We will use scikit-learn's make_blobs utility for this.
import numpy as np
from sklearn.datasets import make_blobs
rng = np.random.default_rng(42)
n_clusters = list(range(1, 10))
Xs = []
ys = []
for n in n_clusters:
centers = rng.normal(0, 10, size=(n, 2))
X, y_true = make_blobs(
centers=centers, n_samples=1000, cluster_std=0.5, random_state=0
)
Xs.append(X)
ys.append(y_true)
Let's plot one of them to see how this roughly looks:
import plotly.express as px
px.scatter(x=Xs[4][:, 0], y=Xs[4][:, 1], color=ys[4])
Recovering the clusters
We will run a Peax model for each of the generated datasets, and then print the Adjusted Rand Index, to see how well the original clustering was recovered. We will also save results into a data frame so we can plot later:
from noloox.cluster import Peax
from sklearn.metrics import adjusted_rand_score
import pandas as pd
records = []
for X, y, n in zip(Xs, ys, n_clusters):
model = Peax(random_state=42)
y_pred = model.fit_predict(X)
n_pred = model.n_components
ari = adjusted_rand_score(y, y_pred)
print(f"N={n}; N_pred={n_pred}; ARI={ari}")
for (x0, x1), pred_label in zip(X, y_pred):
records.append(dict(x0=x0, x1=x1, label=str(pred_label), n=n))
res_df = pd.DataFrame.from_records(records)
N=1; N_pred=1; ARI=1.0
N=2; N_pred=2; ARI=0.28885891668204566
N=3; N_pred=3; ARI=1.0
N=4; N_pred=4; ARI=1.0
N=5; N_pred=5; ARI=1.0
N=6; N_pred=5; ARI=0.8231137071695086
N=7; N_pred=5; ARI=0.7299110696658858
N=8; N_pred=6; ARI=0.6741328694139394
N=9; N_pred=7; ARI=0.7897171474615344
We see that we recover both the number of clusters and cluster membership quite well.
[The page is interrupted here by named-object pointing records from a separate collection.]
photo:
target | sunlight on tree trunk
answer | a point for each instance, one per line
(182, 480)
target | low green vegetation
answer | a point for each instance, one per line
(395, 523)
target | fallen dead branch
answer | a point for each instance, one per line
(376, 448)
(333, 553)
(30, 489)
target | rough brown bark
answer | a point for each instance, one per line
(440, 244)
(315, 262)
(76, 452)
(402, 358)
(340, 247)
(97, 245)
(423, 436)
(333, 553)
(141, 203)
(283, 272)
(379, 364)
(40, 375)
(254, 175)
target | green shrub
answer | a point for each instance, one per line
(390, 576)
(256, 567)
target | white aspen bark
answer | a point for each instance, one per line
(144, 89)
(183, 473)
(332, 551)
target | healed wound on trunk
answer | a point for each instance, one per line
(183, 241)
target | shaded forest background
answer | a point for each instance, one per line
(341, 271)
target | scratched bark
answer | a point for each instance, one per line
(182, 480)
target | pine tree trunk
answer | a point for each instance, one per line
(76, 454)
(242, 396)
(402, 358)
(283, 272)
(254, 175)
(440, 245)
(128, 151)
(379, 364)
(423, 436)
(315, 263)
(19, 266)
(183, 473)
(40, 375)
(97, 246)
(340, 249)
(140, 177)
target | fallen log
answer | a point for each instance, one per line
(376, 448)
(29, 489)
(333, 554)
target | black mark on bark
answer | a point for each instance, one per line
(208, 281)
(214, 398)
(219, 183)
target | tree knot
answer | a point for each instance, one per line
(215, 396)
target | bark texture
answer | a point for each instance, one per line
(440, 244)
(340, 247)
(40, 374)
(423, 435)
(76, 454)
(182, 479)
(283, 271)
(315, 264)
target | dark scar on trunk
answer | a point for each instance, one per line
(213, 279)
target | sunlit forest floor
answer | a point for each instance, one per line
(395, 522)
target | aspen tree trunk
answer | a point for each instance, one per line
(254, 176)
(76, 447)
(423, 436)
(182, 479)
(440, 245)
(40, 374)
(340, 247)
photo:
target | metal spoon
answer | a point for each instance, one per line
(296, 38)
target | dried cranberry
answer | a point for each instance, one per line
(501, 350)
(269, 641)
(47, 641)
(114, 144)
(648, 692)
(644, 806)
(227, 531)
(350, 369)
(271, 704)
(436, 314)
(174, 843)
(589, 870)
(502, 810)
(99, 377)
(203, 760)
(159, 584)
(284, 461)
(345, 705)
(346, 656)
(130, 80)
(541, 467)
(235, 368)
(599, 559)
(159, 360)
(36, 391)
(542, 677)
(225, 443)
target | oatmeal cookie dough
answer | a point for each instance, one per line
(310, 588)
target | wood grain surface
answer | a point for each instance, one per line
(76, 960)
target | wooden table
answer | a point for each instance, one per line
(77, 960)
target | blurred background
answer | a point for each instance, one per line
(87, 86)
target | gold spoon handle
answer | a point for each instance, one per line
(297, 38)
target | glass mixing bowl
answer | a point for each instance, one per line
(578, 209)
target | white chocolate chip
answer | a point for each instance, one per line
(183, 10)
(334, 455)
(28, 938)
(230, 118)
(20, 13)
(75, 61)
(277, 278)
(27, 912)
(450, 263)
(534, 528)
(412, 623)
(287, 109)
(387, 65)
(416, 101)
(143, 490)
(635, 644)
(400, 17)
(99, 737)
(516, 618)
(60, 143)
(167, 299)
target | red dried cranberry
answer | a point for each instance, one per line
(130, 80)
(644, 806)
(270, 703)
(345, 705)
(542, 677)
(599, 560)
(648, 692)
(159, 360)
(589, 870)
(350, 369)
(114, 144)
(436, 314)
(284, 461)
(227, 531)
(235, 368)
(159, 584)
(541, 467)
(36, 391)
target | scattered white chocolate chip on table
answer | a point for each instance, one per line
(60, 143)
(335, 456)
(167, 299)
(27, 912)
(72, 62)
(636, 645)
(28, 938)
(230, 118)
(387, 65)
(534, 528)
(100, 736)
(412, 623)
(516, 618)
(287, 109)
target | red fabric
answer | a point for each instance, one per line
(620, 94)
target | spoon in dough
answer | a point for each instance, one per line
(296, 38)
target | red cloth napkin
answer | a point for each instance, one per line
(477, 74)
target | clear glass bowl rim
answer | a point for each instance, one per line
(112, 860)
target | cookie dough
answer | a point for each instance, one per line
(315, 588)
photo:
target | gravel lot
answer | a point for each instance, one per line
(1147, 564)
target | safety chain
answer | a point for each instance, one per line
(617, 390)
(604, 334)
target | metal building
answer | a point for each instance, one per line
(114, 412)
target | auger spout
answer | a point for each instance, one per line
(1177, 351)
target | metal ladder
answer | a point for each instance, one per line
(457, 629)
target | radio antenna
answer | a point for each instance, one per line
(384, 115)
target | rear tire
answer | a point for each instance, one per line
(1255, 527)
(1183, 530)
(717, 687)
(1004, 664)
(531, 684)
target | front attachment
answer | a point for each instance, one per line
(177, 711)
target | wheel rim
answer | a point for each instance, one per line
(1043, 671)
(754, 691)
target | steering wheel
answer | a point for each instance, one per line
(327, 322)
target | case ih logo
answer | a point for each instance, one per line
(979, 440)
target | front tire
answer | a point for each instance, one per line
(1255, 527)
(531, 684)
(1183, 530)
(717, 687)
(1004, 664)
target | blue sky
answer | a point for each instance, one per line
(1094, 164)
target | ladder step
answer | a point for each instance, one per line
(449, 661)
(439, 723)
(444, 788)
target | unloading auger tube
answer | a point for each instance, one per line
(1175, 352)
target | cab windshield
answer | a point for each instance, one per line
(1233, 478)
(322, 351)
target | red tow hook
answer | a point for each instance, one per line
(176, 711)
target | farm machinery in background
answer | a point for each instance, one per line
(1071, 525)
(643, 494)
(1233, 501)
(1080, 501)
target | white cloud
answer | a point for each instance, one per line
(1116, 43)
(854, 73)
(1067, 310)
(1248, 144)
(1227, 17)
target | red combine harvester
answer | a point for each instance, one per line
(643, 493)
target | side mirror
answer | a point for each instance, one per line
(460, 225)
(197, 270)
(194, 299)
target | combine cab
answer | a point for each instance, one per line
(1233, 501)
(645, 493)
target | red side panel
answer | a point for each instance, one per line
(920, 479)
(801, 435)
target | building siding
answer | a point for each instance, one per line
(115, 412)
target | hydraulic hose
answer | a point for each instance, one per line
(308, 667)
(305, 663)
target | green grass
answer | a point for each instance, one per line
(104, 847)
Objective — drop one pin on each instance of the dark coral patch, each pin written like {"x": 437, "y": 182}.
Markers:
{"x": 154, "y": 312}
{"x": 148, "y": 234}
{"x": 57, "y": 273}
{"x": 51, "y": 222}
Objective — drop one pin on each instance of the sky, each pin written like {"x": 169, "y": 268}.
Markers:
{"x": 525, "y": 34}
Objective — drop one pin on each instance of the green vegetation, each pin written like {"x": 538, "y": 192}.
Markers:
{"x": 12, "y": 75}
It seems that the most problematic one is when we have two clusters.
Let's investigate the results visually:
px.scatter(res_df, x="x0", y="x1", color="label", facet_col="n", facet_col_wrap=3)
We see that cluster recovery only failed when two clusters were particularly merged together or very close to each other. Now that we see the results, it also makes sense why the model failed on N=2, where the two clusters are merged together. Impressively enough the model still detected that there were two clusters here.